Director of security research at CheckMarx, Erez Yalon, in his official blog post stated:

“The ability for an application to retrieve input from the camera, microphone, and GPS location is considered highly invasive by Google themselves. As a result, AOSP created a specific set of permissions that an application must request from the user. Since this was the case, Checkmarx researchers designed an attack scenario that circumvents this permission policy by abusing the Google Camera app itself, forcing it to do the work on behalf of the attacker.”

READ: Google Pixel 4 is no more secure until its next update 

The efforts to improve this loophole has been in progress since July 4 this year, when Checkmarx suggested their vulnerability report to the Android security team at Google. On August 1, Google confirmed that these vulnerabilities could impact the larger Android ecosystem with other smartphone vendors as well. On August 18, Google contacted its potential vendors, and on August 29 Samsung confirmed that this security vulnerability has also affected their devices. 

To properly demonstrate the subject that how unsafe this vulnerability is, the team of CheckMarx also created proof-of-concept (PoS) app, which requires no specific permission to access except the storage permission, very basic permission which majority of apps asks from a user.

They uploaded a video on YouTube describing the procedure that might be followed by an intruder to attack Pixel 2 XL device running the latest Android 9. 

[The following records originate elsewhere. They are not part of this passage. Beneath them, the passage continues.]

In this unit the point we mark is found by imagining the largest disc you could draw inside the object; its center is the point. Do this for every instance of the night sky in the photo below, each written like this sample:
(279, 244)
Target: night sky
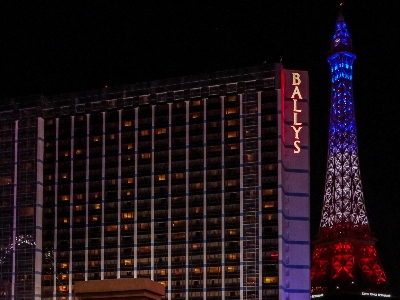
(55, 47)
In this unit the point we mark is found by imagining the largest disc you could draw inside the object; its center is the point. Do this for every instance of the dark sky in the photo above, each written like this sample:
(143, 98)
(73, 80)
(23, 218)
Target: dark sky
(54, 47)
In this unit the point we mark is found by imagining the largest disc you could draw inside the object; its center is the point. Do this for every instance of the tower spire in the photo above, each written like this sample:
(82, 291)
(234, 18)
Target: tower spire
(344, 255)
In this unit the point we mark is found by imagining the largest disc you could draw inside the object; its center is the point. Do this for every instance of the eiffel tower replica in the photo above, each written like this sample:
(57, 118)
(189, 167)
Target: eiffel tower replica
(345, 260)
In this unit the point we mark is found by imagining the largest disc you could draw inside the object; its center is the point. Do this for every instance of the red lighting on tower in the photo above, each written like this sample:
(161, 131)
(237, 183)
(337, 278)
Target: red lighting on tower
(344, 256)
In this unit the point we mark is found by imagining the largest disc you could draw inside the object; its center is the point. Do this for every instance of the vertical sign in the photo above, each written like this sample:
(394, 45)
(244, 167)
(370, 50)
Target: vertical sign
(295, 108)
(294, 187)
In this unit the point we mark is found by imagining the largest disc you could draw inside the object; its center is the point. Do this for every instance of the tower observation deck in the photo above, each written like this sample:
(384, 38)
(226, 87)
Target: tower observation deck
(345, 259)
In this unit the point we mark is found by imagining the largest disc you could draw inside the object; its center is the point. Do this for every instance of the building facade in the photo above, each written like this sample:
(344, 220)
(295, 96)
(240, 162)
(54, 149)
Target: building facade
(200, 183)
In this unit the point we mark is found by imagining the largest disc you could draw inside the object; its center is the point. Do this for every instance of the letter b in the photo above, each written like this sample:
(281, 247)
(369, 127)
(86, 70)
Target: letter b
(296, 79)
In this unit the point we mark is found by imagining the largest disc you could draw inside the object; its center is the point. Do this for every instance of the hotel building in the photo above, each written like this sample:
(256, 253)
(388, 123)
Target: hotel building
(200, 183)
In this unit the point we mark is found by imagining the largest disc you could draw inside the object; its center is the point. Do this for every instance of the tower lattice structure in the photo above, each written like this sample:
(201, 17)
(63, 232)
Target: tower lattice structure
(345, 259)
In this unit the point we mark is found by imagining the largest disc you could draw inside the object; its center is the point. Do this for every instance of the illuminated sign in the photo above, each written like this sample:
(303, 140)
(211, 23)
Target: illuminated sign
(376, 294)
(317, 296)
(295, 85)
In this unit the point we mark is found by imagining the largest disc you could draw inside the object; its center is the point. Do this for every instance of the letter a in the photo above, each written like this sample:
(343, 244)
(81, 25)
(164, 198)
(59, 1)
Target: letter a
(296, 145)
(296, 92)
(296, 79)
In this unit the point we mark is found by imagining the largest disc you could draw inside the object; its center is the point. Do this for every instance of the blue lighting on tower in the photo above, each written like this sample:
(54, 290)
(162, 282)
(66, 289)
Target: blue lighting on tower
(342, 123)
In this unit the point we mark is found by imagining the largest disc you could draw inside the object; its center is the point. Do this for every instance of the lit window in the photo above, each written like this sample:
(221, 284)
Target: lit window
(270, 217)
(111, 228)
(196, 102)
(231, 110)
(270, 279)
(269, 204)
(269, 192)
(231, 182)
(63, 288)
(232, 256)
(233, 122)
(196, 115)
(127, 215)
(146, 155)
(161, 130)
(215, 269)
(233, 134)
(198, 185)
(143, 225)
(179, 175)
(144, 132)
(144, 249)
(128, 262)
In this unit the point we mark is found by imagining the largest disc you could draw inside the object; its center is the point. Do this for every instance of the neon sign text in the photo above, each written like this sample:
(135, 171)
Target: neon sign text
(296, 95)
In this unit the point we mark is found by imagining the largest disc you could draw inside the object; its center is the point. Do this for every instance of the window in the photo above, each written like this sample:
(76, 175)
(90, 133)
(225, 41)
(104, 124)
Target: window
(179, 176)
(269, 192)
(196, 102)
(144, 132)
(269, 204)
(215, 269)
(111, 228)
(233, 134)
(233, 122)
(146, 155)
(195, 115)
(161, 130)
(231, 110)
(128, 262)
(270, 279)
(232, 256)
(230, 269)
(127, 215)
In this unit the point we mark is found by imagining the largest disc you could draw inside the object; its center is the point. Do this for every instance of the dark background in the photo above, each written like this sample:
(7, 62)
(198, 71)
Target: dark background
(54, 47)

This mock-up app has shown that an attacker who is using the C&C (Command and Control) console server from any part of the world can establish its connection as the phone user opens a sample weather app with storage permission. This connection will remain persistent, and it does not matter if the app terminates.

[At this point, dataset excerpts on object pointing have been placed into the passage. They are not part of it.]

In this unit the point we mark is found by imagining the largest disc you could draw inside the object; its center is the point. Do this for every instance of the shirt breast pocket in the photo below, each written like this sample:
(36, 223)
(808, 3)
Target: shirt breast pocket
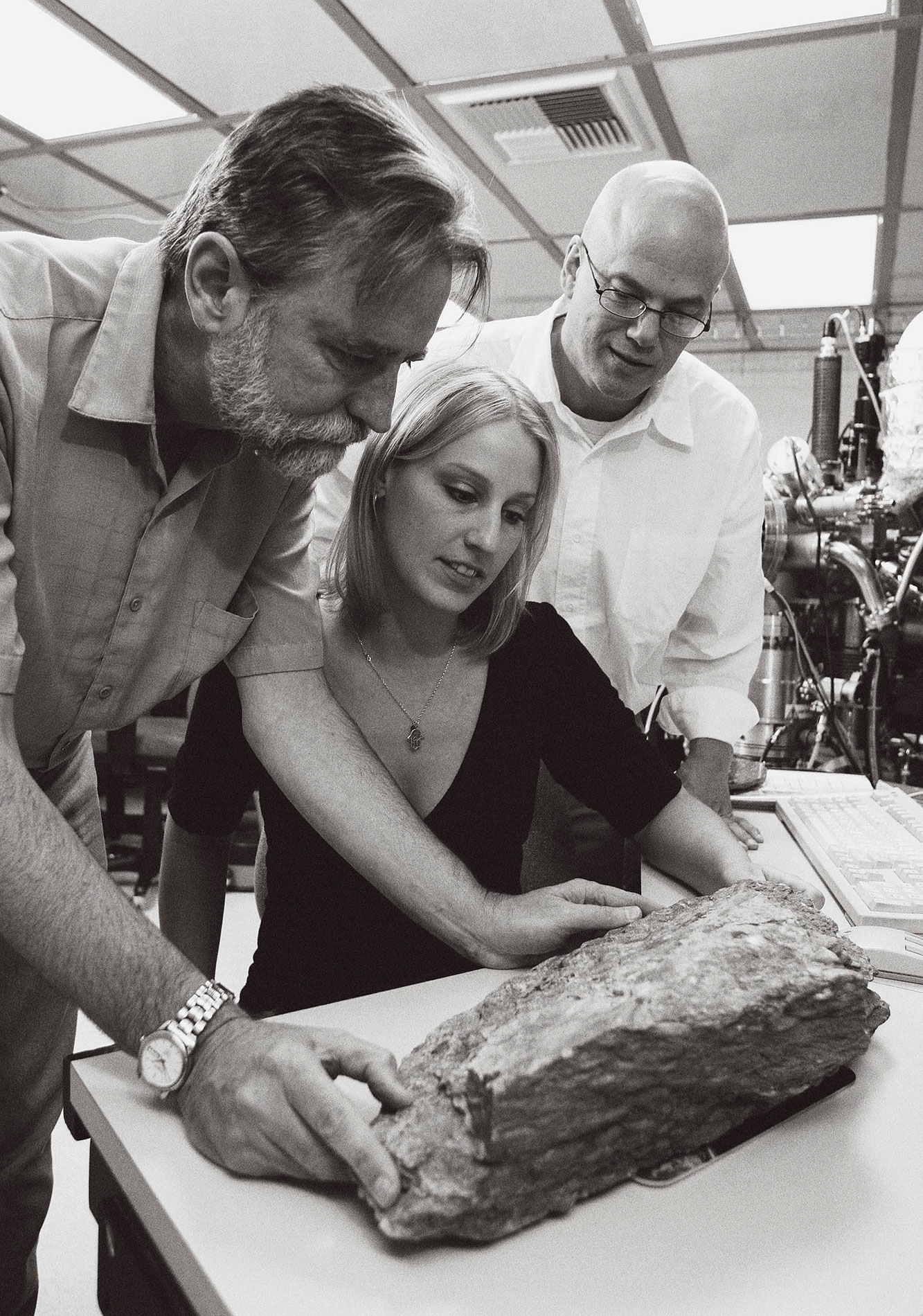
(212, 636)
(663, 570)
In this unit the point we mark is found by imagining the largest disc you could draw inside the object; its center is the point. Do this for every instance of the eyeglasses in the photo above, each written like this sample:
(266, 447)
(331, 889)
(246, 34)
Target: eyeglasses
(677, 324)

Response from Google and Samsung

The official response from Samsung has yet to be announced, as reported by Forbes.

After its discovery, Google has confirmed this bug and acknowledged the work of researchers by thanking them. They resolved this issue via a Play Store update to the Google camera application. Google expressed its gratitude:

“We appreciate Checkmarx bringing this to our attention and working with Google and Android partners to coordinate disclosure.” Google further added that it released a patch in July for this security loophole. 

Recently, it was observed that Google Pixel 4 smartphone could unlock your phone while your both eyes were closed. Google confirmed it, and afterward, it was rectified by an update.

Make sure you are using an updated Android OS.

Featured image: Christopher Hebert/IDG


Samsung has issued a statement:

“We recommend that all users keep their devices updated with the latest software to ensure the highest level of protection possible,” according to a Samsung spokesperson to CNN. Samsung had released patches since the issue was discovered.